Preparing for AWS Certified ML Engineer Associate Exam

Written on December 30, 2024

During the last half of December 2024, I managed to complete the AWS Certified Machine Learning Engineer - Associate exam. It was a remarkable journey. Since it is one of the newer exams, I thought of sharing what I learned along the way.

Why take this exam?

I wanted to take this exam for 2 main reasons:

  • Pick up a new topic: I wanted to prove to myself that I could still do heads-down studies and pick up a brand new topic. I don’t come from an AI/ML background. While I’ve had exposure to it through my work, it was superficial. I wanted to drill in deep and see how the algorithms operated.
  • Understand actual deployments: Most videos or tutorials on AI/ML teach about running training and checking a few test inputs. But what happens beyond that? How does an organization track and manage versions, monitor errors, and actually deploy a model? All of these things were unclear to me. I wanted to use this certification as a stepping stone to gain that knowledge.

In your case, you may have similar motives. You may want to signal to the market that you are capable and potentially make a career switch. Whatever it is, gain clarity on the “why”. This is what will sustain you through the journey.

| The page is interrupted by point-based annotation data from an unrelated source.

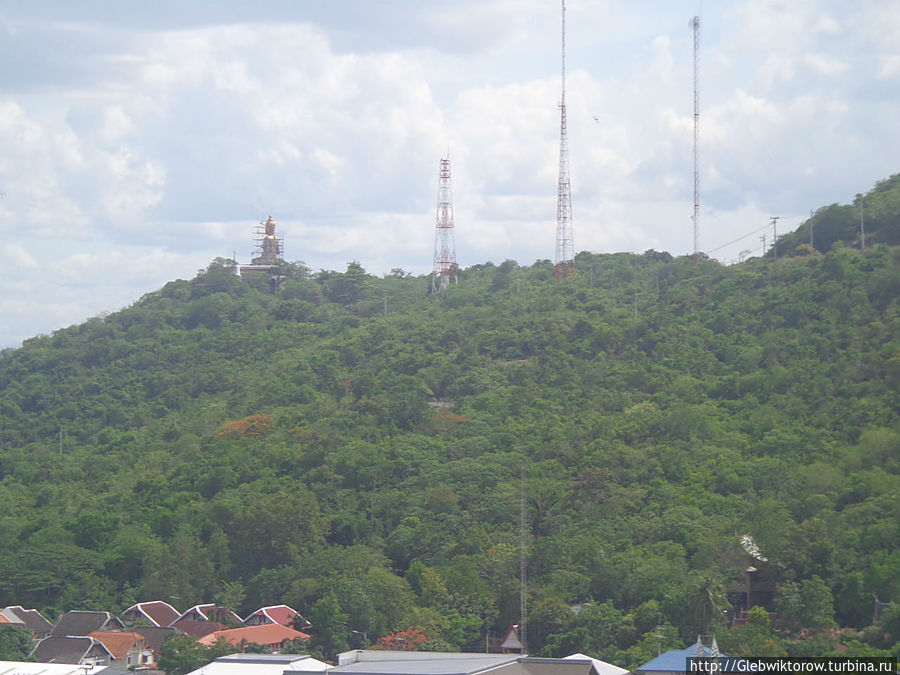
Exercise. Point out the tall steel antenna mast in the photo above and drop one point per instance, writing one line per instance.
(445, 267)
(523, 632)
(695, 218)
(565, 246)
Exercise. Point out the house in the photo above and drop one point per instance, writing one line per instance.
(602, 667)
(154, 636)
(280, 614)
(209, 612)
(78, 622)
(675, 661)
(511, 642)
(157, 613)
(271, 635)
(80, 650)
(384, 662)
(196, 628)
(202, 620)
(30, 618)
(129, 649)
(261, 664)
(35, 668)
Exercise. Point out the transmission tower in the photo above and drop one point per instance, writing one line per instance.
(445, 267)
(695, 218)
(565, 246)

Who should take this exam?

Unlike other AWS Associate exams, this one is different. Apart from AWS services, you will definitely need to have working knowledge of machine learning and AI concepts. If you would like to take this exam, my suggestion is to try a significant number of machine learning algorithms in a hands-on lab environment. This will give you an intuitive understanding of how the algorithms work and the kinds of parameters that affect their operation. A significant focus of the exam is to optimize the ML pipeline. This includes things like feature engineering, dimensionality reduction, hyperparameter tuning, and so on. If you have tried hands-on programming assignments, the concepts are easier to grasp and you’ll have a better shot at figuring out the right answers.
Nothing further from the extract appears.